Under stress from hyperglycemia, beta cells lose their ability to shift between glucose, amino acids, and lipids as substrates for mitochondrial oxidative phosphorylation. If fatty acid oxidation increases, FOXO is activated to prevent excessive lipid utilization and the resulting accumulation of toxic metabolites.
But FOXO is rapidly depleted if hyperglycemia is not resolved quickly. When hyperglycemia is chronic, beta cells increasingly turn to lipid oxidation, which eventually impairs insulin secretion.
Long-term lipid utilization also causes beta cells to lose their differentiated features, Dr. Accili said. They revert to a dedifferentiated state. Some beta cells convert to glucagon-producing cells, which may explain the hyperglucagonemia seen in diabetes, he explained.

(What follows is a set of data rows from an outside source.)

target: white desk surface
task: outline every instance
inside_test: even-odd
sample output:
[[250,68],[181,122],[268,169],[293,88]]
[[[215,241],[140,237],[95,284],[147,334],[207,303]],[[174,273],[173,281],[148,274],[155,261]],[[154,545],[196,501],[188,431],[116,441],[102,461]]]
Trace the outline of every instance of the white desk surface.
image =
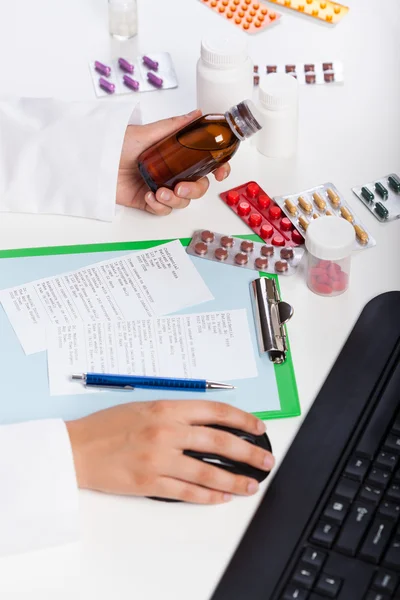
[[[105,224],[1,214],[0,248],[172,238],[203,226],[245,233],[218,200],[223,189],[255,179],[276,195],[333,181],[377,246],[354,257],[350,290],[336,299],[313,295],[301,276],[282,279],[282,295],[295,307],[289,333],[304,416],[366,302],[400,289],[400,221],[381,225],[350,190],[400,174],[400,4],[349,4],[349,14],[334,28],[285,11],[280,24],[248,36],[251,54],[264,64],[344,62],[344,85],[300,89],[296,160],[268,161],[247,144],[233,160],[228,183],[212,184],[206,198],[167,218],[121,210]],[[108,35],[106,0],[2,0],[1,9],[2,93],[94,100],[89,59],[127,54]],[[235,33],[233,26],[197,0],[141,0],[139,11],[140,33],[128,52],[169,51],[180,82],[176,90],[141,96],[144,119],[193,109],[200,39]],[[278,461],[300,423],[268,424]],[[202,508],[82,492],[82,542],[0,560],[0,597],[207,600],[261,497]]]

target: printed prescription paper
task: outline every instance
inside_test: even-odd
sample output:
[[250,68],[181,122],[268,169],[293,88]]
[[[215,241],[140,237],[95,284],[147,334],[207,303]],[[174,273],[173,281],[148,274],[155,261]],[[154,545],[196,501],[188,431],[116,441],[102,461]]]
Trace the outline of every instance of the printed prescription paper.
[[245,309],[114,323],[52,326],[50,394],[93,393],[73,373],[230,381],[257,377]]
[[0,291],[26,354],[46,349],[46,328],[148,319],[212,300],[179,240]]

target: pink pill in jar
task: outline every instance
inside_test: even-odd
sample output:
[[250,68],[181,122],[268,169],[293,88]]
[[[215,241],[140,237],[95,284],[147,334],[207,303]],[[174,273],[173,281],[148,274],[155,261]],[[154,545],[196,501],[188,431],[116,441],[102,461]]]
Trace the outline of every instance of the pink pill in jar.
[[[310,233],[309,233],[310,229]],[[351,255],[356,234],[346,219],[324,216],[307,227],[307,284],[320,296],[338,296],[349,286]]]
[[100,75],[104,75],[104,77],[109,77],[110,76],[111,67],[108,67],[107,65],[104,65],[100,61],[98,61],[98,60],[94,61],[94,68],[96,69],[96,71],[98,73],[100,73]]

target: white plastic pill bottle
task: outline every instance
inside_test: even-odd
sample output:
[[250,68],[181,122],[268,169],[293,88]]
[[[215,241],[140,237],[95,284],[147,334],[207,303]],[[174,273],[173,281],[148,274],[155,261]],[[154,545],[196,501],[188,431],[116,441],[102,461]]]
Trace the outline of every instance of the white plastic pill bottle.
[[243,38],[207,38],[197,62],[197,107],[224,114],[253,95],[253,63]]
[[307,284],[320,296],[338,296],[349,287],[356,234],[342,217],[319,217],[307,227]]
[[256,145],[270,158],[289,158],[296,153],[298,137],[299,84],[286,73],[261,78],[258,92],[262,130]]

The good news is that hyperglycemia does not kill beta cells, it simply silences them. It should be possible to revive and redifferentiate quiescent beta cells to restore normal biological activity.
“There’s a gene that has turned up in nearly every human genetic association study of diabetes and in virtually every ethnic group investigated,” Dr. Accili said. “We don’t know whether this is the key gene predisposing to beta-cell failure, but we need to identify pharmacologically actionable pathways for intervention.”